My column in the Daily Standard appears today and discusses the differing treatment of Muslim and Christian outrage and the consequences they portend. Entitled "Fear Factor", it notes that the threat of violence encourages a certain "respect" from Western media that does not appear when non-violent groups protest the mocking of their religion:

The differing reactions of Muslims and Christians to perceived slights is worth examining. ...

THERE IS the curious website We Are Sorry, which appeared this week attempting to apologize on behalf of moderate Muslims for the violent response to the cartoons. The apology on the site not only sounds sincere, but gets to the heart of freedom of speech ... These are powerful words that would go a long way to healing the breach between the Muslims in the street and the Western world--if they truly represented the viewpoint of moderate Islam. Unfortunately, we cannot tell that, because the people behind We Are Sorry have remained anonymous. ...

In each of these cases, fear might well be the difference maker. Western artists can mock Christians with impunity, and so they do. Western new organizations don't self-censor when it comes to non-Muslim faithful because they are not afraid of violent repercussions. And in the West, differing religious factions feel free to make their cases in broad daylight, comfortable in the knowledge that those of the opposite view will not issue fatwas against them.

Speaking of the folks at We Are Sorry, they have expanded their repertoire to include some interesting dhimmitude on behalf of Danes. In a new section of links, the still-anonymous sponsors of the website now offer this apology from a similarly unnamed Dane:

Dear Muslim citizens in Denmark and the World

I wish to state the existence of another Denmark: A Denmark that wants to live in peace with the Muslim world. There is another Denmark, which hopes for and believes in respect and tolerance between religions and different groups of people. As a Dane I have no responsibility for what a single and privately owned Danish newspaper chooses to publish. Even so, I strongly condemn the actions of Jyllands-Posten that have offended muslims around the world, and I understand the need for an apology from the newspaper.

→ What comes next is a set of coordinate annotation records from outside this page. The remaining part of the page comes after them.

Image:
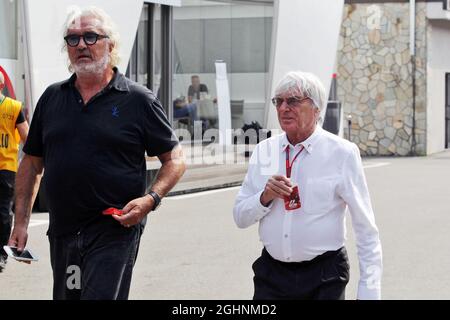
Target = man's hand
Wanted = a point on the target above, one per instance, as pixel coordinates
(135, 211)
(276, 187)
(19, 237)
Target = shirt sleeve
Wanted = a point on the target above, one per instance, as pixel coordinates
(21, 117)
(34, 145)
(248, 208)
(356, 195)
(158, 135)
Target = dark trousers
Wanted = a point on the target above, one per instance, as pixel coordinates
(7, 179)
(323, 278)
(95, 264)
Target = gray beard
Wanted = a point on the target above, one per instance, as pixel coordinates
(96, 67)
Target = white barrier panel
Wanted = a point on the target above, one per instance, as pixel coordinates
(223, 103)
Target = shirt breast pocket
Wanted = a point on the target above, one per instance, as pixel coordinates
(319, 194)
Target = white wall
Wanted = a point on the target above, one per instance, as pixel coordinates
(251, 87)
(304, 37)
(438, 64)
(44, 27)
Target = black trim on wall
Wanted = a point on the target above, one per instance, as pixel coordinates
(150, 44)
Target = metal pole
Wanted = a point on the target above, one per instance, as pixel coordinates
(349, 124)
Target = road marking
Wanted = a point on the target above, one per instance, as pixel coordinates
(35, 223)
(376, 165)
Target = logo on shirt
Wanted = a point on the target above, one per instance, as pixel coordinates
(115, 112)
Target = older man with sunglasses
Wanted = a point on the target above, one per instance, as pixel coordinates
(298, 187)
(90, 133)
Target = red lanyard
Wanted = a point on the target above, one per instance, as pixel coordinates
(290, 164)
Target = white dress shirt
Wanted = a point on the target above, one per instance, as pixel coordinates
(330, 177)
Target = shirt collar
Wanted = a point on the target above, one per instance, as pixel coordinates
(308, 144)
(117, 82)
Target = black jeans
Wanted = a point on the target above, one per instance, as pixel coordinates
(7, 179)
(323, 278)
(96, 263)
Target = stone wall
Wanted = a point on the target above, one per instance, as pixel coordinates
(374, 71)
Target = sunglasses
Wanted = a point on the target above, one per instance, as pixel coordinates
(292, 102)
(90, 38)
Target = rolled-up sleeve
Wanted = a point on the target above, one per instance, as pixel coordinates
(248, 208)
(356, 194)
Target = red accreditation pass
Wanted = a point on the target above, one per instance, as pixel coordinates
(292, 202)
(112, 211)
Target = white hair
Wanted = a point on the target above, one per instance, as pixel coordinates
(306, 84)
(106, 24)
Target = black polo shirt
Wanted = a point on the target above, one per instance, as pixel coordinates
(94, 154)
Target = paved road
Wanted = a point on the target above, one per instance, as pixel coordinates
(191, 248)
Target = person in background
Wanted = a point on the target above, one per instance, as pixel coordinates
(13, 130)
(196, 89)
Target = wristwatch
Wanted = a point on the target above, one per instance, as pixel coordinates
(156, 198)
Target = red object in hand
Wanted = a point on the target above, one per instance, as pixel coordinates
(112, 211)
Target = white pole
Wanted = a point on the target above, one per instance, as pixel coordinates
(412, 27)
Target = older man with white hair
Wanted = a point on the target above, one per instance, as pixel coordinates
(13, 130)
(90, 133)
(298, 187)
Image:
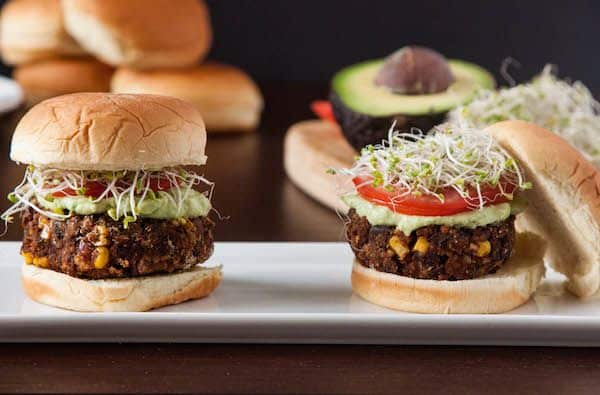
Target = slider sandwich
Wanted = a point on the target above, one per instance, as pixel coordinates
(432, 223)
(113, 217)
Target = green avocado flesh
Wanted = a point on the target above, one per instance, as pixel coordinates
(163, 205)
(380, 215)
(355, 86)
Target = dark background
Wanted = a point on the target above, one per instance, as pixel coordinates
(308, 40)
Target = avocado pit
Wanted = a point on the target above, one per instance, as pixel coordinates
(415, 70)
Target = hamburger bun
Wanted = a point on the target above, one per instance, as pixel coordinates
(226, 97)
(104, 131)
(141, 33)
(310, 149)
(126, 294)
(32, 30)
(564, 204)
(502, 291)
(54, 77)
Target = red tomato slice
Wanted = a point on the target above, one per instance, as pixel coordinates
(323, 109)
(160, 184)
(428, 205)
(92, 188)
(95, 189)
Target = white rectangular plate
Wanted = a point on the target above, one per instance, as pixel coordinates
(295, 293)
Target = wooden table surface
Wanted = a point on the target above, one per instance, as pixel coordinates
(263, 205)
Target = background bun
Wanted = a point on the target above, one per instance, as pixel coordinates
(141, 33)
(564, 204)
(33, 30)
(310, 149)
(54, 77)
(226, 97)
(502, 291)
(127, 294)
(104, 131)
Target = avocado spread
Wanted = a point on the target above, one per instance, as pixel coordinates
(380, 215)
(160, 205)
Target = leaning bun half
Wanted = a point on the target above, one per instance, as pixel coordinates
(54, 77)
(564, 203)
(310, 149)
(141, 33)
(128, 294)
(33, 30)
(105, 131)
(226, 96)
(502, 291)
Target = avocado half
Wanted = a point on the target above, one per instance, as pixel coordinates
(366, 111)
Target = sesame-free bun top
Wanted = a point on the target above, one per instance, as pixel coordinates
(60, 76)
(33, 30)
(141, 33)
(104, 131)
(564, 203)
(226, 96)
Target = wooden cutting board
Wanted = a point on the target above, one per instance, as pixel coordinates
(310, 149)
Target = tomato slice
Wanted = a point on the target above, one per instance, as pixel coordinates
(95, 188)
(323, 109)
(92, 188)
(160, 184)
(429, 205)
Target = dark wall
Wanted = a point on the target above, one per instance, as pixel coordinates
(310, 39)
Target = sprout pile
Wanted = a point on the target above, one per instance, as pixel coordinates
(568, 110)
(465, 160)
(127, 188)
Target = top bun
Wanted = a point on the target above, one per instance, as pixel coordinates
(33, 30)
(141, 33)
(104, 131)
(564, 204)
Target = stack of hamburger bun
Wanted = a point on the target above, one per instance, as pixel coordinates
(153, 46)
(48, 61)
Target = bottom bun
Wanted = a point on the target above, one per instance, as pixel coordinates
(502, 291)
(126, 294)
(310, 149)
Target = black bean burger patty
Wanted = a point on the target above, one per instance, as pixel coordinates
(95, 246)
(432, 252)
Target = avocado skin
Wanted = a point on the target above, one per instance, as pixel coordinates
(361, 129)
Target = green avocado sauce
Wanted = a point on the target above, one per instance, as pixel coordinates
(380, 215)
(162, 205)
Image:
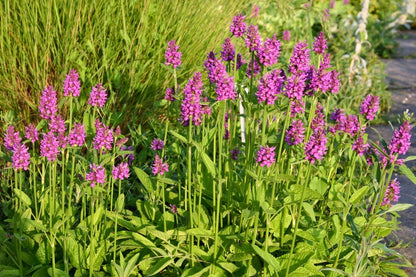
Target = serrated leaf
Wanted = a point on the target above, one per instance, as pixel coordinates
(409, 174)
(159, 266)
(23, 197)
(267, 257)
(359, 194)
(144, 179)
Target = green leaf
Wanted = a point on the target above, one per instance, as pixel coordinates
(397, 208)
(267, 257)
(359, 194)
(144, 179)
(58, 273)
(409, 174)
(178, 136)
(159, 266)
(309, 210)
(23, 197)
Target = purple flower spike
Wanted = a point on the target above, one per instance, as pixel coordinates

We all have a responsibility for treating each other, our religious faiths, and convictions with dignity and respect. By publishing the caricatures of Muhammad, the newspaper Jyllands-Posten failed their obligation to exercise with care and consideration the right of freedom of speech.

This ignores the fact that Jyllands-Posten already apologized for running the cartoons, but the sellout goes deeper than that. Nowhere does the mysterious Dane acknowledge that Islamic papers run much worse caricatures of Jews for their editorial cartoons, nor does he or she even address the fact that free speech has to include the right to offend. Also, if the newspaper is privately owned, an apology by someone with no connection to it is meaningless. It also demonstrates a cowardice among Westerners, an impulse that comes out when violence is threatened that makes bystanders all cower and point to the one person courageous enough to speak out against the bomb-throwers.

Also, one cannot imagine the establishment of mea culpa sites such as these if Danish newspapers ran editorial cartoons poking fun at the political efforts of fundamentalist Christians. Christian protests would be met either with editorial glee or, more likely, a rousing round of indifference. The only reason for web sites such as Another Denmark is because of the real threat of violence coming from Islamists and the millions of Muslims they've inspired.

This is the real Fear Factor. It's why the Western press won't even show the cartoons so that people can determine for themselves if they crossed over into tastelessness -- which, in my opinion, they did not. It's why bystanders like Another Denmark feel the need to point out that the offense came from only a few Danes working at a private enterprise. It's why everyone wants to show "respect" in this case instead of actually informing people and standing up for free speech.

UPDATE: The domain registration for Another Denmark is as anonymous as the one for We Are Sorry. However, it does have a name quoted at the top -- Claus Jacobsen.